Her everyday philosophy was to produce something hot and edible as fast as possible.  Not for her the slow cooker, the simmering pot, the slowly emerging delights of lovingly blended ingredients.  Her favorite heat was high and many were the burned pots that were slipped guiltily into the garbage.  So, earlier this week when a suspicious smell of sweet crispiness crept downstairs to where I was reading an interesting novel (always a cardinal sin for cooks) I felt my mother’s frantic presence in the face of “something burning”

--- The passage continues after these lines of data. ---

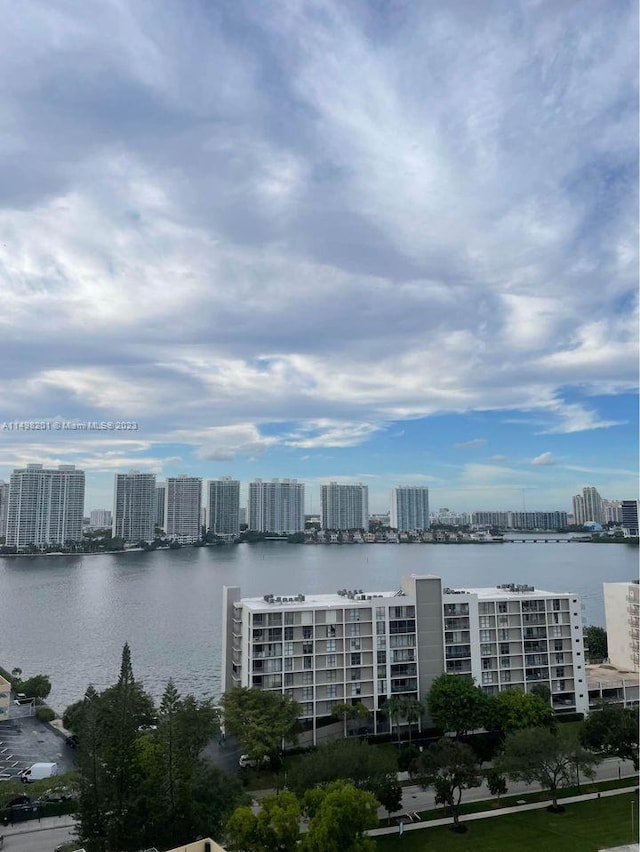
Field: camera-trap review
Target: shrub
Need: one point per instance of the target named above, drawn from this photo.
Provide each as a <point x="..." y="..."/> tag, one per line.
<point x="45" y="714"/>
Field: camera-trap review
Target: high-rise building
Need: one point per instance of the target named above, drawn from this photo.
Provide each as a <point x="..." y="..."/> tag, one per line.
<point x="622" y="613"/>
<point x="134" y="506"/>
<point x="45" y="506"/>
<point x="224" y="507"/>
<point x="161" y="499"/>
<point x="184" y="508"/>
<point x="630" y="516"/>
<point x="344" y="507"/>
<point x="364" y="647"/>
<point x="100" y="518"/>
<point x="592" y="505"/>
<point x="410" y="508"/>
<point x="4" y="506"/>
<point x="276" y="506"/>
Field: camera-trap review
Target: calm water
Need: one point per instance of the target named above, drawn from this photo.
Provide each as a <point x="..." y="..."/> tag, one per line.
<point x="69" y="616"/>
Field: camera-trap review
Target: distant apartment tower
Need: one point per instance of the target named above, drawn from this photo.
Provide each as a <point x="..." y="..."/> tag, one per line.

The kitchen was filling up with smoke and a nice new frying pan was crackling alarmingly with what remained of some soup I had been heating up.  I know, who heats soup in a frying pan?  I thought it would go faster and obviously, it did.  I flung the offending pan into a handy snowbank and, as it sizzled, I thought I heard my mother chuckling behind me.  Certainly I had a good laugh and consoled myself with a nice cheese sandwich. Thanks to the modern miracles of cancer-causing  coated cookware, I won’t even have to throw the pan away.  Now I just have to check the battery in the smoke alarm.